Does "wafer" look better as "electronics" than "electrical engineering"? Sure. Could the domain be "electricity and electronics"? I think that would also be fine. I just seemed off that "multimeter/transistor/resistor" could somehow be "not an electrical engineering term" or "not an electronics term". But like I said, that may just not be relevant to the aims of this project.

I've made a few tangential remarks on #83 , which I just discovered.

JMdictProject commented 3 months ago

Field or domain tags (the lexicography texts use both) tend to be used to provide a context for an entry or for one or more of its senses.
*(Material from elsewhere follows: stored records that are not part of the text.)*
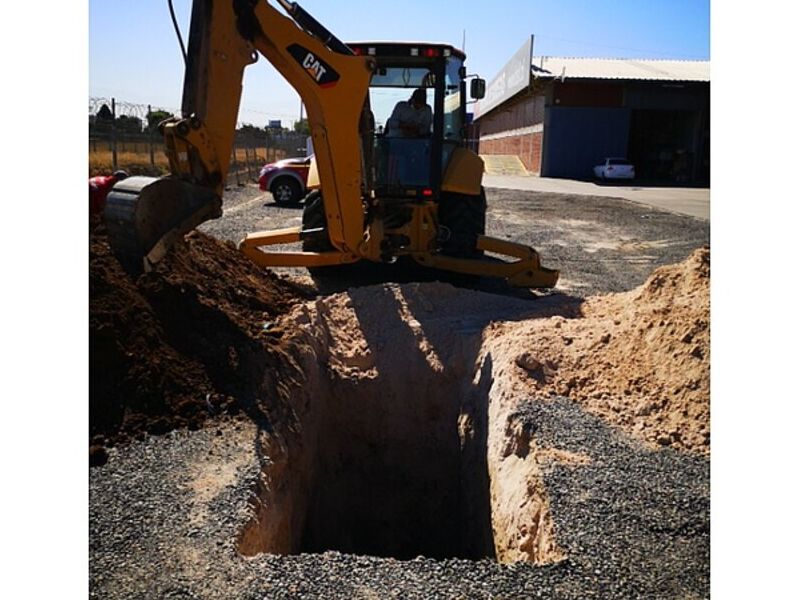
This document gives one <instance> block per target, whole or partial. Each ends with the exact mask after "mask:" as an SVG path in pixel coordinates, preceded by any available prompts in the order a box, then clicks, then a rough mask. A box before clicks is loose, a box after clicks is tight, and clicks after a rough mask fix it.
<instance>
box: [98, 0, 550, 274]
mask: <svg viewBox="0 0 800 600" xmlns="http://www.w3.org/2000/svg"><path fill="white" fill-rule="evenodd" d="M278 3H279V4H280V5H281V7H282V8H283V9H284V11H285V12H286V13H287V15H288V16H284V15H283V14H281V12H280V11H278V10H276V9H275V8H273V7H272V6H271V5H270V4H269V3H268V2H266V1H265V0H194V3H193V9H192V21H191V30H190V37H189V46H188V50H187V57H186V58H187V61H186V62H187V67H186V76H185V80H184V95H183V108H182V116H181V118H176V119H174V120H171V121H168V122H165V123H163V124H162V130H163V134H164V137H165V146H166V152H167V155H168V157H169V160H170V170H171V173H172V174H171V175H170V176H169V177H165V178H161V179H152V178H132V179H135V181H132V182H131V181H129V182H128V185H127V186H126V187H125V189H124V190H123V189H120V190H115V191H112V193H111V194H110V195H109V200H108V203H107V208H106V220H107V223H108V224H109V225H108V229H109V234H110V237H111V242H112V245H114V247H115V249H116V250H118V252H120V253H122V254H123V255H124V256H125V257H126V260H128V261H129V262H130V261H134V262H135V261H139V262H141V257H142V256H144V257H145V264H147V263H148V262H153V261H155V260H158V259H159V258H160V257H161V256H162V255H163V254H164V253H165V252H166V251H167V249H168V247H169V245H170V244H171V243H172V242H173V241H174V240H176V239H177V238H178V237H180V236H181V235H183V234H184V233H186V232H188V231H189V230H190V229H192V228H194V227H196V226H197V225H198V224H199V223H201V222H202V221H204V220H207V219H209V218H215V217H218V216H219V215H220V214H221V211H220V206H221V197H222V193H223V190H224V185H225V181H226V178H227V171H228V165H229V161H230V155H231V150H232V147H233V136H234V132H235V126H236V117H237V114H238V107H239V100H240V97H241V82H242V76H243V72H244V68H245V67H246V66H247V65H249V64H251V63H253V62H255V60H256V59H257V56H258V54H261V55H263V56H264V57H265V58H266V59H267V60H268V61H269V62H270V63H271V64H272V65H273V66H274V67H275V68H276V69H277V70H278V71H279V72H280V73H281V74H282V75H283V76H284V78H285V79H286V80H287V81H288V82H289V83H290V84H291V85H292V86H293V87H294V88H295V89H296V90H297V92H298V93H299V94H300V96H301V98H302V100H303V103H304V104H305V107H306V109H307V114H308V120H309V124H310V126H311V133H312V139H313V145H314V150H315V160H314V161H313V162H312V165H311V169H310V172H309V177H308V187H309V188H310V189H311V190H312V191H311V193H310V194H309V196H308V197H307V198H306V207H305V210H304V214H303V225H302V227H295V228H288V229H283V230H277V231H264V232H258V233H252V234H249V235H248V236H247V237H245V239H243V240H242V241H241V242H240V244H239V248H240V249H241V250H242V252H243V253H244V254H245V255H246V256H248V257H249V258H250V259H252V260H253V261H254V262H256V263H257V264H259V265H262V266H265V267H274V266H306V267H311V268H315V267H327V266H334V265H342V264H347V263H354V262H358V261H361V260H370V261H375V262H385V263H391V262H394V261H395V260H397V259H398V258H399V257H407V258H409V259H412V260H414V261H416V262H417V263H419V264H421V265H423V266H426V267H432V268H436V269H443V270H449V271H455V272H459V273H465V274H473V275H479V276H491V277H502V278H505V279H506V280H508V282H509V283H510V284H512V285H516V286H523V287H553V286H554V285H555V284H556V281H557V279H558V271H555V270H551V269H546V268H544V267H542V266H541V264H540V262H539V256H538V254H537V252H536V251H535V250H534V249H533V248H530V247H528V246H524V245H520V244H514V243H511V242H507V241H504V240H498V239H494V238H490V237H487V236H485V235H484V233H485V217H486V198H485V195H484V192H483V188H482V185H481V181H482V177H483V161H482V160H481V159H480V157H479V156H478V155H477V154H476V153H475V152H473V151H472V150H470V149H468V148H467V142H468V140H466V137H465V136H466V133H465V132H466V127H465V123H466V103H467V81H468V77H467V73H466V70H465V68H464V59H465V56H464V54H463V53H462V52H461V51H459V50H457V49H455V48H453V47H452V46H449V45H446V44H428V43H399V42H380V43H372V42H363V43H351V44H344V43H343V42H341V41H340V40H338V39H337V38H336V37H335V36H334V35H333V34H331V33H330V32H329V31H328V30H327V29H325V28H324V27H323V26H322V25H320V24H319V23H318V22H317V21H316V20H315V19H314V18H313V17H311V15H309V14H308V13H307V12H306V11H304V10H303V9H302V8H301V7H300V6H299V5H298V4H297V3H290V2H288V1H287V0H278ZM484 87H485V84H484V82H483V81H482V80H480V79H472V81H471V85H470V91H471V94H470V95H471V96H472V97H473V98H479V97H482V95H483V89H484ZM417 89H421V90H423V91H424V95H425V100H426V103H427V104H428V105H429V106H430V110H431V112H432V118H431V120H430V128H429V130H425V131H417V132H416V134H415V135H408V134H407V133H408V132H407V131H406V132H405V133H406V134H405V135H398V134H397V132H396V130H393V129H392V128H391V127H390V123H389V120H390V117H391V115H392V112H393V110H394V107H395V105H396V104H397V102H399V101H407V100H408V99H409V97H410V96H411V94H412V92H413V91H414V90H417ZM293 242H298V243H301V245H302V251H296V252H285V251H281V252H271V251H270V250H269V247H270V246H273V245H276V244H287V243H293ZM485 252H491V253H493V254H497V255H503V256H506V257H510V258H511V259H512V260H510V261H503V260H497V259H496V258H495V259H492V260H489V259H486V258H484V256H483V255H484V253H485Z"/></svg>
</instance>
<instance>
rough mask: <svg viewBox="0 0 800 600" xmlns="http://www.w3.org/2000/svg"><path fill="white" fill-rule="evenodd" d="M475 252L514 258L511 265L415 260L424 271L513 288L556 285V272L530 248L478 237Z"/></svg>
mask: <svg viewBox="0 0 800 600" xmlns="http://www.w3.org/2000/svg"><path fill="white" fill-rule="evenodd" d="M476 246H477V248H478V250H484V251H486V252H494V253H496V254H503V255H505V256H510V257H513V258H516V259H517V260H515V261H513V262H502V261H498V262H494V261H490V260H484V259H471V258H455V257H452V256H444V255H442V254H428V253H415V254H412V256H413V258H414V260H416V261H417V262H418V263H420V264H422V265H425V266H427V267H433V268H436V269H444V270H446V271H455V272H457V273H466V274H469V275H480V276H485V277H502V278H504V279H506V280H508V283H509V284H511V285H513V286H515V287H530V288H551V287H555V285H556V282H557V281H558V275H559V272H558V271H557V270H556V269H548V268H546V267H543V266H542V265H541V262H540V261H539V253H538V252H536V250H534V249H533V248H531V247H530V246H525V245H523V244H515V243H513V242H508V241H505V240H499V239H497V238H491V237H487V236H485V235H479V236H478V240H477V244H476Z"/></svg>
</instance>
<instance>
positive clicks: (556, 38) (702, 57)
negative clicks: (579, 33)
mask: <svg viewBox="0 0 800 600" xmlns="http://www.w3.org/2000/svg"><path fill="white" fill-rule="evenodd" d="M534 37H535V38H537V39H539V38H544V39H548V40H555V41H558V42H567V43H569V44H579V45H582V46H594V47H597V48H612V49H614V50H626V51H628V52H644V53H649V54H661V55H662V56H681V57H684V58H693V59H695V60H706V58H705V57H701V56H698V55H696V54H685V53H683V52H665V51H663V50H648V49H646V48H629V47H626V46H612V45H609V44H596V43H594V42H582V41H579V40H569V39H566V38H560V37H555V36H551V35H540V34H534Z"/></svg>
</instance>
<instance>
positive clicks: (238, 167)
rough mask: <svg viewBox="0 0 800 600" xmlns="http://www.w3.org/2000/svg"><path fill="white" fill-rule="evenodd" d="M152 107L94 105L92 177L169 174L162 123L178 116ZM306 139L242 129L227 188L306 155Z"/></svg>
mask: <svg viewBox="0 0 800 600" xmlns="http://www.w3.org/2000/svg"><path fill="white" fill-rule="evenodd" d="M176 112H178V111H172V110H168V109H164V108H160V107H153V106H151V105H142V104H132V103H128V102H118V101H116V100H115V99H114V98H111V99H104V98H90V100H89V176H90V177H92V176H94V175H100V174H108V173H111V172H113V171H115V170H117V169H124V170H126V171H128V172H129V173H130V174H132V175H152V176H159V175H164V174H167V173H169V161H168V160H167V157H166V154H165V151H164V139H163V137H162V136H161V135H160V134H159V133H158V129H157V124H158V121H160V120H161V119H163V118H166V117H168V116H170V115H173V114H175V113H176ZM305 154H306V136H305V135H304V134H300V133H296V132H293V131H288V130H286V129H278V128H271V129H268V128H257V127H253V126H250V125H241V124H239V126H238V129H237V132H236V137H235V139H234V148H233V151H232V152H231V158H230V166H229V169H228V185H234V184H236V185H243V184H244V183H246V182H248V181H257V180H258V174H259V172H260V170H261V167H262V166H263V165H264V164H266V163H270V162H274V161H276V160H280V159H282V158H288V157H292V156H305Z"/></svg>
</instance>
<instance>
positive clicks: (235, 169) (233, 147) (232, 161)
mask: <svg viewBox="0 0 800 600" xmlns="http://www.w3.org/2000/svg"><path fill="white" fill-rule="evenodd" d="M231 152H232V154H233V158H231V167H233V172H234V173H235V174H236V185H237V186H239V187H241V186H242V182H241V180H240V179H239V167H238V165H237V164H236V142H235V141H234V142H233V149H232V150H231Z"/></svg>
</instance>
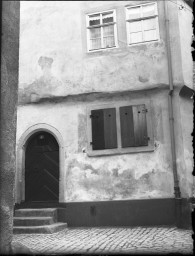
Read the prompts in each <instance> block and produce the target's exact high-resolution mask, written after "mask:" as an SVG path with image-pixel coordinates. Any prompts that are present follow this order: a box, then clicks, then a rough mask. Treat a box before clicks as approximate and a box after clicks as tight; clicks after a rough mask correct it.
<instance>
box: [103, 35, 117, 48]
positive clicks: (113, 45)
mask: <svg viewBox="0 0 195 256" xmlns="http://www.w3.org/2000/svg"><path fill="white" fill-rule="evenodd" d="M113 46H115V41H114V37H113V36H109V37H104V48H106V47H113Z"/></svg>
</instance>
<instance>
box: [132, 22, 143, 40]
mask: <svg viewBox="0 0 195 256" xmlns="http://www.w3.org/2000/svg"><path fill="white" fill-rule="evenodd" d="M129 31H130V43H139V42H142V41H143V36H142V24H141V21H135V22H131V23H129Z"/></svg>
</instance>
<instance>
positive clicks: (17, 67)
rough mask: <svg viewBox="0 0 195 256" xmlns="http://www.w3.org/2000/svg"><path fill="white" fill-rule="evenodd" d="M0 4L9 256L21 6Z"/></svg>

They can be useful in avoiding over-long glosses. If the クロス積 (cross product) entry didn't have a [math] tag it would either be quite opaque or in need of considerable expansion.

Apparently there has been a bit of a trend to reduce the use of field/domain tags, particularly in monolingual dictionaries. The Webster NID dropped many when it moved to its 3rd edition. They tend to be used more in bilingual dictionaries.

It seems best to stay with [elec]/[electr] and [ling]/[gramm]. At the margin, there'll often be overlap, but as long as the general context is established, we can tweak them as needed.

briankrznarich commented 3 months ago

Thank you, I appreciate the explanation. If we're following this trend even a bit, that explains why "triangle" doesn't need to be marked [geom] at least (something I used to wonder about).

On the subject of tagging, I guess I'd probably have some opinions if I was picking tags from scratch or something, but there's little reason for me to be worked up over the status quo here. I'm glad to have a better idea going forward of when/why tags should be selected.

JMdictProject commented 2 months ago

Thanks. I think this can be closed.